Tantangan implementasi pembelajaran hybrid (online-offline) di SD.
Penerapan pembelajaran hybrid, yaitu kombinasi antara pembelajaran daring (online) dan tatap muka (offline), mulai banyak diterapkan di sekolah dasar. Sistem ini dinilai mampu memberikan fleksibilitas belajar bagi peserta didik, terutama pasca-pandemi. Namun, di lapangan, berbagai tantangan masih dihadapi oleh pihak sekolah, guru, maupun orang tua.
Salah satu tantangan utama adalah keterbatasan sarana dan prasarana digital. Tidak semua sekolah dasar memiliki perangkat teknologi yang memadai, seperti jaringan internet stabil, proyektor, atau komputer. Sementara itu, beberapa siswa juga masih mengalami kesulitan mengakses pembelajaran daring karena keterbatasan perangkat dan koneksi di rumah.
Selain itu, kesiapan guru dalam mengelola dua sistem pembelajaran sekaligus juga menjadi perhatian. Guru dituntut mampu menyusun rencana pembelajaran yang efektif agar siswa yang hadir secara langsung dan yang belajar secara daring tetap mendapatkan pengalaman belajar yang setara.
Dari sisi siswa, pembelajaran hybrid menuntut disiplin dan kemandirian yang tinggi.
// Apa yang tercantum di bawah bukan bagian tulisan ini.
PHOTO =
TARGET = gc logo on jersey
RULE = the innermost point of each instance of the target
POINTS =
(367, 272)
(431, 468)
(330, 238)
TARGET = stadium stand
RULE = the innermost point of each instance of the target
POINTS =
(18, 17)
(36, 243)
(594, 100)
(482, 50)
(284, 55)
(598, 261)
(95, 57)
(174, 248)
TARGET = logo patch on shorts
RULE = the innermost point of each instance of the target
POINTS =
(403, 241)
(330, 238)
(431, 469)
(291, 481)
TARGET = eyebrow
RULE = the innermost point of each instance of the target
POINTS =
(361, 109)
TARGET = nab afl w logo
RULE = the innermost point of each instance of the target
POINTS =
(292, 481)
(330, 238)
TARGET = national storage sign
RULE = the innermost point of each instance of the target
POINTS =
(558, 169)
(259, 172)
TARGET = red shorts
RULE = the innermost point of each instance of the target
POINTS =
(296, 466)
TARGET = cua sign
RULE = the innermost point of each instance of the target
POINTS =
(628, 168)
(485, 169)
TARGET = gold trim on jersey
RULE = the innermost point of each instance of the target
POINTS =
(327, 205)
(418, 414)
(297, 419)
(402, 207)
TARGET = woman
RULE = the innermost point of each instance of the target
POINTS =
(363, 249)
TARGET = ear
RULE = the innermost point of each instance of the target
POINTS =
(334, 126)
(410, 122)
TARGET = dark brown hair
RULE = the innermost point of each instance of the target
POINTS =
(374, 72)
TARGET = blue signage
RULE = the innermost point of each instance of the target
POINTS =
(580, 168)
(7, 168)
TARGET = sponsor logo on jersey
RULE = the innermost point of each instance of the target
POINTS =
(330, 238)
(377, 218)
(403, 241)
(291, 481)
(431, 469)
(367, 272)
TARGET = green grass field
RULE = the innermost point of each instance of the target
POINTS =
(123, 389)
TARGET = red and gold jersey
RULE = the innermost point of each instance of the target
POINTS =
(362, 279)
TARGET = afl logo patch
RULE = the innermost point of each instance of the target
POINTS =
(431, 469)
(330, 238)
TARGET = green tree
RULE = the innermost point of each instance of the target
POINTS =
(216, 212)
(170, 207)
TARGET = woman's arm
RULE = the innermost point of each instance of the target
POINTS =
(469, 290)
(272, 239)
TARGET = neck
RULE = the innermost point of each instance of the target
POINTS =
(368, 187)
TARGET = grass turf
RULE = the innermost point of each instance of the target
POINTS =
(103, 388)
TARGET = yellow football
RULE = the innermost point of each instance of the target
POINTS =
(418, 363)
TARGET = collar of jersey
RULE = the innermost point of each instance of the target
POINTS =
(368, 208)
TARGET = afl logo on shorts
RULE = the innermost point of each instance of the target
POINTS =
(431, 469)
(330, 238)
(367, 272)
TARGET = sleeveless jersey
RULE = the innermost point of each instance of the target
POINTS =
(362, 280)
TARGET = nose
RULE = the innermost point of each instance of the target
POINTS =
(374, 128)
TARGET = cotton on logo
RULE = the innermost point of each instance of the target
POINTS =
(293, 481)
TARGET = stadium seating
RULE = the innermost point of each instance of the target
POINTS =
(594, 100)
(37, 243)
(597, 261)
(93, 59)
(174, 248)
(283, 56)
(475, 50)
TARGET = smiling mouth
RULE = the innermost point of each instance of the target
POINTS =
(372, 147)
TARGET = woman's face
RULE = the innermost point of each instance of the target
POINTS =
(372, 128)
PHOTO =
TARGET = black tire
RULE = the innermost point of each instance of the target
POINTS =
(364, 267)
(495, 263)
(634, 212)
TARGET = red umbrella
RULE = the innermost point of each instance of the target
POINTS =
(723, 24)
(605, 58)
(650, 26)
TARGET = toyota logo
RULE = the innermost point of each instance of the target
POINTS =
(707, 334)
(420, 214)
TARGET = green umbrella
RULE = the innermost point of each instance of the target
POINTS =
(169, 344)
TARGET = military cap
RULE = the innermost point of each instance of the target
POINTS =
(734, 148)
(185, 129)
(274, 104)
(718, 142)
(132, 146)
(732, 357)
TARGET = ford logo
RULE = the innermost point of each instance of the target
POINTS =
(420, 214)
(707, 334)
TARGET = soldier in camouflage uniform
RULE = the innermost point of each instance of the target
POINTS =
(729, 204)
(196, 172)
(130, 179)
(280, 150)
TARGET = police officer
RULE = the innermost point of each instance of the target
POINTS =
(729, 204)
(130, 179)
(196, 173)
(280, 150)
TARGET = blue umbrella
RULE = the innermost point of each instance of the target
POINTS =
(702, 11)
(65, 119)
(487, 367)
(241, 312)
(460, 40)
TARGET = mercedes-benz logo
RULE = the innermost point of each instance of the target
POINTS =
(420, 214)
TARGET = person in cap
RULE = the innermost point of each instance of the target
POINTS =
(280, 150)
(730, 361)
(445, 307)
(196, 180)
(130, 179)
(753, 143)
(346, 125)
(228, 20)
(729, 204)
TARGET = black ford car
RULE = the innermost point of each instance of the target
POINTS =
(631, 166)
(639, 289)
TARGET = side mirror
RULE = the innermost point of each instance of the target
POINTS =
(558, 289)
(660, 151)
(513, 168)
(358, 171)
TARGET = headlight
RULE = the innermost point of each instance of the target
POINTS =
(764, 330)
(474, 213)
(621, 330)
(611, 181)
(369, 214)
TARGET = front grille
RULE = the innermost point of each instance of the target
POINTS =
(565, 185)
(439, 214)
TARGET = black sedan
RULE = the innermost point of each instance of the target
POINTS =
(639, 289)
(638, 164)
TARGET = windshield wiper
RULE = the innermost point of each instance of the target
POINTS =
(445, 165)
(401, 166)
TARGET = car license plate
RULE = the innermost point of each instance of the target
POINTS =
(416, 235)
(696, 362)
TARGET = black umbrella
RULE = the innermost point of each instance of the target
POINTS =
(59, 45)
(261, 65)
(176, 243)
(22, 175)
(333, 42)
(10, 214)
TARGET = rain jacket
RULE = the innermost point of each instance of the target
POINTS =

Siswa sekolah dasar yang masih berada pada tahap perkembangan awal sering kali kesulitan mengikuti pembelajaran online secara mandiri tanpa pendampingan orang tua.
Di sisi lain, koordinasi antara sekolah dan orang tua juga menjadi faktor penting dalam keberhasilan pembelajaran hybrid. Banyak sekolah mulai mengadakan bimbingan teknis bagi orang tua agar dapat mendampingi anak selama belajar di rumah.
Pemerintah daerah dan dinas pendidikan terus berupaya mengatasi tantangan ini melalui peningkatan infrastruktur digital, pelatihan guru, serta penyediaan materi ajar yang adaptif. Dengan dukungan semua pihak, sistem pembelajaran hybrid diharapkan dapat berjalan efektif dan menjadi model pendidikan masa depan yang inklusif dan fleksibel bagi seluruh siswa sekolah dasar.